Wiec Mlode Orly do roboty. Udowodnijcie ze procz klapania dziobem i wrzasku cos umiecie zrobic tak zeby innym szczeki opadly i zeby caly swiat posikal sie z zazdrosci. A jak cos fajnego wymyslicie to my Starzy siegniemy do kieszeni po kase na te Wasze wynalazki – te polityczne takze. Tyle ze ich czegus nie widac. Ino wrzask i narzekania.
PAK4
Zgadzam sie ze trzeba i powinno sie przewietrzyc uklad polityczny. Malo tego uwazam, ze to powinno byc dzialanie ciagle!
Co do rozumienia mlodych to staram sie jak moge. Sam mam trojke mlodziezy w domu. Ale jalos oni nie maja podejscia „rzad jest do dupy” i kazde spaliloby sie ze wstyd zadajac pytanie „jak zyc za 2000”. To ponizajace dla pytajacego. Moje dziaci i ich kumple, z ktorymi i ja i zona mamy niezly kontakt, nauczono, ze rzad trzeba trzymac jak najdalej od siebie i swoich spraw a jak ten rzad sie nie sprawdza to trzeba go zmienic. Po drugie, ci mlodzi ludzie wiedza ze wszystko w ich rekach. Wszystko! Komorowski odpowiedzial na pytanie dokladnei tak jak ja bym na nie odpowiedzial.
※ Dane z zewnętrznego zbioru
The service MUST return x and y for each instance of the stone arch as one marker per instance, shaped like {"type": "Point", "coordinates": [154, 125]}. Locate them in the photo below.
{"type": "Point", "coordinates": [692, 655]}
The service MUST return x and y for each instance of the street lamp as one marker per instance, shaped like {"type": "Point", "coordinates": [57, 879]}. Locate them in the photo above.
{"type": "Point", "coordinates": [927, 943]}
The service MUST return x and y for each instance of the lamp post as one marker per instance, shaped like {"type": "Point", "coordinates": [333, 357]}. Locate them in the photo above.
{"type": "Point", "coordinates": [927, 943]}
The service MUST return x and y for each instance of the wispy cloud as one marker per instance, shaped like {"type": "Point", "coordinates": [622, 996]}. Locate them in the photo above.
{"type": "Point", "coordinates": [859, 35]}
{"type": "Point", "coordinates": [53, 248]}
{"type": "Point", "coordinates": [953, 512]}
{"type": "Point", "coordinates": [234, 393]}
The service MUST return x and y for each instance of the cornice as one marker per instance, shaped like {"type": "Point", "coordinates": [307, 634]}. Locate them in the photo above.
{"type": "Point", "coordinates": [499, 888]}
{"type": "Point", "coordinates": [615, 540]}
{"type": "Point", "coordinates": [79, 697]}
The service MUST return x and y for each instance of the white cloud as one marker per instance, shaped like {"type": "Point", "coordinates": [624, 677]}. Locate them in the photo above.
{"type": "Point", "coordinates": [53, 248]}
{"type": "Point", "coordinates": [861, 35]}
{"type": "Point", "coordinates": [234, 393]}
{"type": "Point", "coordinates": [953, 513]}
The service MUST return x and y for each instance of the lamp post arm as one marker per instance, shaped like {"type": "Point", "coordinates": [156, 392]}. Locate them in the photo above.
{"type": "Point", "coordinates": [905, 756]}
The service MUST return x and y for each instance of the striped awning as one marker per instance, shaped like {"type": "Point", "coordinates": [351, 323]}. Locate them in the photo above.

Duren ten, kto czeka na to zeby rzad powiedzial mu jak zyc i dal jeszcze srodki do zycia.
@paweł markiewicz:
To była manipulacja, oczywiście. Ale trafia w coś.
„Trzymać rząd daleko od siebie” i „rząd się nie sprawdza to trzeba go zmienić” — to doskonałe wyjaśnienie zachowania wyborców Kukiza. Pragnienie zmiany, ale brak programu.